I knew as soon as I heard the emotion in her voice, that the song was about Santana. Something about her melancholic, slow vocals sent goose bumps prickling upon my forearms. Everything about the number, from the raw vocals, to the minimal lighting-a single spotlight on the blonde, to the sole accompaniment of a lonely guitar, served to make the performance more intimate and emotional. I didn't know Britt was such a talented performer. I looked over at Santana, who was straining her neck muscles with the effort not to look.

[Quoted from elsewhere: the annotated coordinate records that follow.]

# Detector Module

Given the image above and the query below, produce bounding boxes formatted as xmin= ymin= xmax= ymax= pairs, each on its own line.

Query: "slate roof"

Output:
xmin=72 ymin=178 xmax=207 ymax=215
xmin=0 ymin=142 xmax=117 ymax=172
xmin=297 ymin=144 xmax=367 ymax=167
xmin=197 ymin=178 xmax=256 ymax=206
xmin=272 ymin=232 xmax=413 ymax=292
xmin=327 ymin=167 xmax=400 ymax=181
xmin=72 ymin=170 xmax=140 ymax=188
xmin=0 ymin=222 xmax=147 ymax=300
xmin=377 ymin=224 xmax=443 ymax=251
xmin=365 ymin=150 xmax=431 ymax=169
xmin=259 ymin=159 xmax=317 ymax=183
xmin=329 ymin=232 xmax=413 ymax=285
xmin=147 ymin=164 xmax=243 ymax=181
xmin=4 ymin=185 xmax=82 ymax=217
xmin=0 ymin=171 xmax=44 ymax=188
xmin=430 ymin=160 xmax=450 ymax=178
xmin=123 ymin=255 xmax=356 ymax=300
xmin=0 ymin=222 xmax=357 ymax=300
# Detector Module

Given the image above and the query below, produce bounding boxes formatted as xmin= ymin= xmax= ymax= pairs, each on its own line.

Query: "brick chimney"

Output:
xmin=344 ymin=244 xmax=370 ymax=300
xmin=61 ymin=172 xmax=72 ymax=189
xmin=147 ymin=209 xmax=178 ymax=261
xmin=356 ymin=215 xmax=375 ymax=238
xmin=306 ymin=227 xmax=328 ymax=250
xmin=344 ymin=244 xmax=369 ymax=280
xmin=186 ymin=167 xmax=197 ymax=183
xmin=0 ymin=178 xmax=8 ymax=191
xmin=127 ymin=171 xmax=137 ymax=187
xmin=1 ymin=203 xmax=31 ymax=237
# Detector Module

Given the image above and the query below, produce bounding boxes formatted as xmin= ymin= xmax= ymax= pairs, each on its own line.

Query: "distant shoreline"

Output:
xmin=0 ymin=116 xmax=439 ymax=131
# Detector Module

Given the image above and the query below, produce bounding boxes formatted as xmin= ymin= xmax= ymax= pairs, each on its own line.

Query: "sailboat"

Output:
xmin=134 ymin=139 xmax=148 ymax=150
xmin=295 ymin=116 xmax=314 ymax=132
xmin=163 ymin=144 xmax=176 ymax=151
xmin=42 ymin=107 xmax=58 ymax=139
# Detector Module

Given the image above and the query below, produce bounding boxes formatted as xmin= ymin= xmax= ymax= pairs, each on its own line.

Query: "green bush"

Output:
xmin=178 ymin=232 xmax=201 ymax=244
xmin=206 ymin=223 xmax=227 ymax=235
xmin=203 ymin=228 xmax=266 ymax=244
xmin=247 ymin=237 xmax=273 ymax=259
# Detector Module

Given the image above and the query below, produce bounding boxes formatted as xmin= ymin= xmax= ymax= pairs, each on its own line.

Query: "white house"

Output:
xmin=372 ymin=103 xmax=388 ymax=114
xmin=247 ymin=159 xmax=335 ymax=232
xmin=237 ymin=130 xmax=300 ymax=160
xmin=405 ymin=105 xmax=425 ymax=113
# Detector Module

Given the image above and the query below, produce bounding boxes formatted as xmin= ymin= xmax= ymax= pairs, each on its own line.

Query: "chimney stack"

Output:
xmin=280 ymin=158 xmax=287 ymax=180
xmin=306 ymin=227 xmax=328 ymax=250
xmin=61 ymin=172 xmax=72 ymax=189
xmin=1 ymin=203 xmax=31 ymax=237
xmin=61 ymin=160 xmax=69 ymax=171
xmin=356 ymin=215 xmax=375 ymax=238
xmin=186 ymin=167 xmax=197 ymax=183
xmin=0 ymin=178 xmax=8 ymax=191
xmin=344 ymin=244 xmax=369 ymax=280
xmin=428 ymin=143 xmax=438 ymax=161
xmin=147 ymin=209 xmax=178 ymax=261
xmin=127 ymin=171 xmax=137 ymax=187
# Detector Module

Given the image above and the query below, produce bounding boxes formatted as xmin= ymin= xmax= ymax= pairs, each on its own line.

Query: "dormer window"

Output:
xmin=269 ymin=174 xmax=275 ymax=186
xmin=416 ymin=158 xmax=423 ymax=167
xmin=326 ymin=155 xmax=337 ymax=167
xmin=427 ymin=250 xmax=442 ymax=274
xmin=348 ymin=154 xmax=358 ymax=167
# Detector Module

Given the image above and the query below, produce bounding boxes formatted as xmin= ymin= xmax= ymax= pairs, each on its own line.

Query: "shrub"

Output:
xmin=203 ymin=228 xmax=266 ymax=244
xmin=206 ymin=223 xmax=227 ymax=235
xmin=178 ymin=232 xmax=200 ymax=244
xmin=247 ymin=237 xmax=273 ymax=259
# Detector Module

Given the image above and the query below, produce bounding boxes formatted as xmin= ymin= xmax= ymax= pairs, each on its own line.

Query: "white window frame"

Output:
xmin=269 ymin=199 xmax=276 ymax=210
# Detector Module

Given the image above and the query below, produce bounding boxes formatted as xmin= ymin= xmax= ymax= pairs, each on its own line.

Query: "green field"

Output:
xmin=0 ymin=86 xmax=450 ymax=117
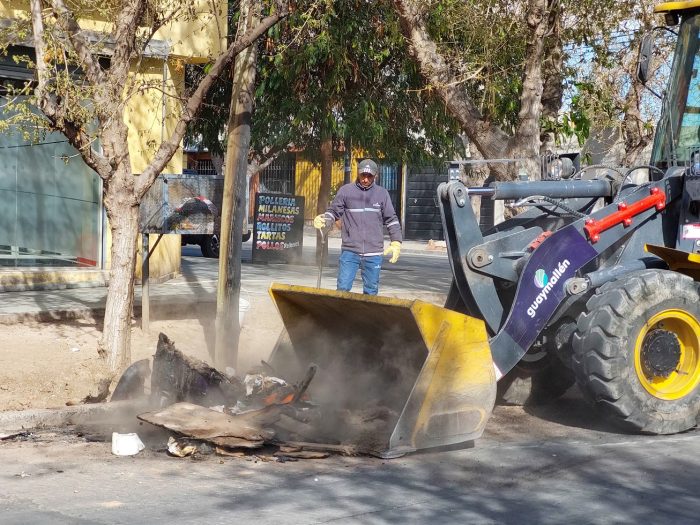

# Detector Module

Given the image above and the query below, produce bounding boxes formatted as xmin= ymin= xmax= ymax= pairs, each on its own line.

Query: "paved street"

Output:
xmin=0 ymin=400 xmax=700 ymax=525
xmin=0 ymin=238 xmax=700 ymax=525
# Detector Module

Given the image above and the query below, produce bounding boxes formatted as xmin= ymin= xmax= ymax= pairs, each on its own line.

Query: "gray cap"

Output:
xmin=357 ymin=159 xmax=379 ymax=177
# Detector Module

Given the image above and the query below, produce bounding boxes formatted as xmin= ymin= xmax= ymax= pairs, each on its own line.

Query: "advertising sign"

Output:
xmin=253 ymin=193 xmax=304 ymax=262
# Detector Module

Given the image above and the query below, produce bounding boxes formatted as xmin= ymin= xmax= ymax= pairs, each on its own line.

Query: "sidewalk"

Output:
xmin=0 ymin=232 xmax=447 ymax=325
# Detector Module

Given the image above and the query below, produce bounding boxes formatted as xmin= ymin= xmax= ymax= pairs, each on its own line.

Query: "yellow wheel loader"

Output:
xmin=271 ymin=0 xmax=700 ymax=457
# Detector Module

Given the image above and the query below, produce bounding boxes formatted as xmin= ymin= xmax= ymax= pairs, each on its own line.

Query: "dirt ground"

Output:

_Through the winter I kept her warm  
fed her all she desired  
when she told me in so many words  
I was the one to save her life  
and she would never forget  
and I would never be left._

I heard her voice tremble and nearly crack on the last line, and it made the performance all so real and even more emotional. Of course, it didn't compare to one of Rachel's performances, particularly that raw, unrehearsed rendition of_ Other Side Of The World_ which she did a few days ago. But then again, I supposed I was a bit biased. Plus that performance was the beginning of the demise of, ugh Finchel, what's not for me to like? Brittany's eyes were welling up with tears as she sang now, having a hard time tearing her eyes away from where Santana sat. The Latina had also given up on any pretenses of not looking, and was now riveted by the performance. I heard Finn mutter from the seat in front of mine about why Brittany would be singing about a rodent, and I wanted to kick his chair over twice. Once for not knowing his grade three-level biology, and another for being unable to interpret the song. I'm fairly sure that Kurt and Mercedes had figured out the latter, because they were trading whispered gossip and possible theories like lightning.

_But then one day  
I ran out of bread  
and wood to keep the fire  
and when I woke  
I found she had fled  
to the house down the river  
and I cried all night  
because I had thought she was mine._

The song finished with the final line being choked out by an emotional Brittany. Everyone could practically hear the tears in her throat. Not even giving time for the lights to come back on, she whirled around, the angst shining in her eyes impossible to hide, and bolting out the door. I suppose every Glee meeting required a storm-out to close the meeting off. Good to know that in Rachel's absence that her diva duties aren't neglected. I looked over at where Santana had frozen stock-still, mouth open and eyes a mirror image of Brittany's, swimming in unshed tears. Somewhere in the commotion of Mr. Schue trying to close the meeting with a hint of order, and everyone bursting out into whispers of why Britt was so emotional, and Finn still trying to find out whether a fox was a rodent or a type of dog, Santana's gaze slid to meet mine. I couldn't talk of course, because that would be broadcast to the entire club, but I screamed the words in my head, wondering if she could still hear them that way.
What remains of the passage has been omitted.